With the development of science and technology, both telephones and televisions have entered peoples' daily lives. As for which has a more positive effect, different people hold different opinions. In my point of view, the television has more positive effect than telephone and my reason can be listed as follows. television covers all aspects of information in your daily life. We can learn huge amount of information such as technology,entertainment,sports,politics and so on.We get to know what is happening in every corner of the world, thus having a better understanding of the world we live in.For example, there is popular scientific program called "discovery"in our coutry.By watching the program,we can have a basic understanding of the latest scientific reasearches in the world.Whatsmore, television serves us as a tool to spend the time with our family and friends. We watch the entertainment shows,NBA and evening news program and make comment on the programs.I feel the relationship with my friends and family enhanced by watching TV. however, by using the telephone, I can only have communication with a single person and I can't get to know the outside world.

In addition, televisons have more functions than telephones have. We can not only get to know what is happening around world from the television,but also see a lot of advertisments from the television.A program called "selling best products" is quite prevalent in our country.In this program, we can see different kinds of product listed elaborately and if we like one of them ,we can direclty bought it.This saves us a lot of time and the prices of the products are always reasonable.There is another pragram called"children donation" on tv.From this program, we can see those who need help and people who are warm-hearted usually donate money to those children.This program prevent many children from quiting the school and provides a channel for those who want to do meaningful thins for the society.However, compared with what can be done by the television, telephone can only let me have contact with firends and family,which is actually tedious and boring.
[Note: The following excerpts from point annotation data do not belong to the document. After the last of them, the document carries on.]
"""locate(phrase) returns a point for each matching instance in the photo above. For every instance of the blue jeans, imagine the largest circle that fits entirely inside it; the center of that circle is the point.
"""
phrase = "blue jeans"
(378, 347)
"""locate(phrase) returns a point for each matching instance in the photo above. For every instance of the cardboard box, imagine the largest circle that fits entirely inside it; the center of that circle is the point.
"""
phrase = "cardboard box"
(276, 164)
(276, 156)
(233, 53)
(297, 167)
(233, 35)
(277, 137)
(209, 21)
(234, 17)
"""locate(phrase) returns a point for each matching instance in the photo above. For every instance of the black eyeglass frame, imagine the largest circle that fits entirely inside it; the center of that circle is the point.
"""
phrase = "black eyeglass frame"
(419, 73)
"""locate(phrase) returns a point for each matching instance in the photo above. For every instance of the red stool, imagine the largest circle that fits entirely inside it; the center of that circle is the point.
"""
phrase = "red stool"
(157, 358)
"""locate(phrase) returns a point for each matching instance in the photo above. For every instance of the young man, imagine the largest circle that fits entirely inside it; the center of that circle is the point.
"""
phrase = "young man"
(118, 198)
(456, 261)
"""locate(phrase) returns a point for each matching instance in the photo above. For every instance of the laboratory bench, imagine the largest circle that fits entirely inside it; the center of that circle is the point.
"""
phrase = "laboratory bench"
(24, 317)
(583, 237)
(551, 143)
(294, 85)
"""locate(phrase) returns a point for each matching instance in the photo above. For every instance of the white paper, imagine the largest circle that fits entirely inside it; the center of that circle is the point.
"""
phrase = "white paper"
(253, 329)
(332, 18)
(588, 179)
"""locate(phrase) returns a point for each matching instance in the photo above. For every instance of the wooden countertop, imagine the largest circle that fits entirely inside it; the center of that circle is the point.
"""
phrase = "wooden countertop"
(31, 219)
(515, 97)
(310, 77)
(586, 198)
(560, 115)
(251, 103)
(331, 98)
Admittedly, it is ture that many people are getting fat becuase they spend too much time sitting in front of the TV. However, we can not blame it for televisions'faults. Anyway, it is peoples'decision rather than the effect brought about by the computer.Whatsmores, a lot of people also get fatter becasue they spend too much time on telephonin. Therefore, it is not reasonable to say televsion is the criminal that causes people get fatter.

Based on discussion above, we can safely concluded that televsion ,as a matter of fact has more positive effects than televsion has and this trend will be inevitable in our society.
EF_Kevin 8 / 13,321 129  
Feb 22, 2010   #2
Don't write it all as one long paragraph. Separate it into some 4 or 5 sentence paragraphs:

...telephone, and my reason can be explained in the following way: television covers all aspects of information in your daily life. ---- now, right here, end the first paragraph and start paragraph 2:

We can learn a huge amount of information from television, such as...

Use a capital D for Discovery.
Use a capital letter every time you start a sentence.

Oh, I'm sorry, I see that you did use paragraphs. The first one is too long, though! :-)

...and if we like one of them ,we can directly buy it. This saves us a lot of time and the prices of the products are always reasonable.There is another program called"Children Donation" on television. From this program, we can see...

...with friends and family,which is actually tedious and boring. ---- your friends and family are tedious and boring?!

You should use a spell checker program:
Admittedly, it is true that ...

:-)
your writing is very clear and easy to understand, with only minor mistakes.